Many leading open-source CMS projects have resigned themselves to becoming development "platforms," spawning multiple (often competing) derivative projects to undertake the difficult work of actually fashioning products that will appeal to real business users. To be sure, building a good platform is hard, too. It takes a lot of architectural savvy, trial and error, and constant refactoring. (Certain Apache projects fulfill important lower-level functions and properly remain platforms rather than polished products.) But a platform doth not a CMS application make.
This trend is ironic, because much of the criticism of bloated or failed CMS projects has centered around the commercial products involved being too "platform-oriented" and therefore requiring excessive, code-based customization to convert into practical CMS applications. Extensibility is important, but savvy customers expect to see the inclusion of core features, together with the ability to configure key settings via simple browser interfaces.

It seems familiar, does it not? Except this time, the words are arranged in such a way as to convey meaning.
For example, in Madanmohan and De', the phrase 'to configure key settings' is one of those dangling, sounds-as-though-it-means-something-but-not-quite-sure-what phrases with which their paper abounds. Tony Byrne's version makes things clear: you must be able to configure the damn software with your browser, rather than faff around with a text editor, or write more code. By deleting the key words 'via simple browser interfaces', Madanmohan and De' convert a straightforward observation into a non-committal abstraction.

So what's going on with people who think the Madanmohan and De version is perhaps poorly written but clear enough for people of goodwill to understand? The answer, I think, is that those who believe this are nodding at the buzz phrases without knowing enough about the material to see that the order in which these are put together here reduces the agglomeration to nonsense.
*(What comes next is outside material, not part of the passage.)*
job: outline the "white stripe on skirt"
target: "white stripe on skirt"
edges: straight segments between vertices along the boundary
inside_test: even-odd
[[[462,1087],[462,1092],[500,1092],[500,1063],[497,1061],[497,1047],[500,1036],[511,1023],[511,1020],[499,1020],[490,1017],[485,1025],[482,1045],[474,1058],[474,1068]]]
The real issue, in other words, isn't how the plagiarism got past the IEEE's peer reviewers, but how they could accept this gibberish as worthy of publication.

My answer to that comes from work I did a few years ago reviewing some introductory IT textbooks (full version here.)
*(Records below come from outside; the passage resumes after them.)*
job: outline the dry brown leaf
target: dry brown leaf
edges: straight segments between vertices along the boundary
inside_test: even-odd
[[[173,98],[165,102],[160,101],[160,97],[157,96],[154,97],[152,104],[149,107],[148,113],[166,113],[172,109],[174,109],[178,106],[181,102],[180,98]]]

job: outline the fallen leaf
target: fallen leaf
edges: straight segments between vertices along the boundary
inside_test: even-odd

These books account for more than 90% of their markets and are filled with errors of fact, errors of omission, and deeply rooted structural and anachronistic errors that together leave the student unable to form any coherent mental map of the IT industry - and my bet is that IEEE reviewers are both graduates of, and teachers of, courses in which books like these form the instructional basis.

IT teaching, in other words, has been going steadily from bad to worse - with the quality of instructional materials driving down the quality of instruction and that, in turn, driving down the quality of published "research" and the value of the peer review stage going into that process.

Paul Murphy wrote and published The Unix Guide to Defenestration. Murphy is a 25-year veteran of the I.T. consulting industry, specializing in Unix and Unix-related management issues.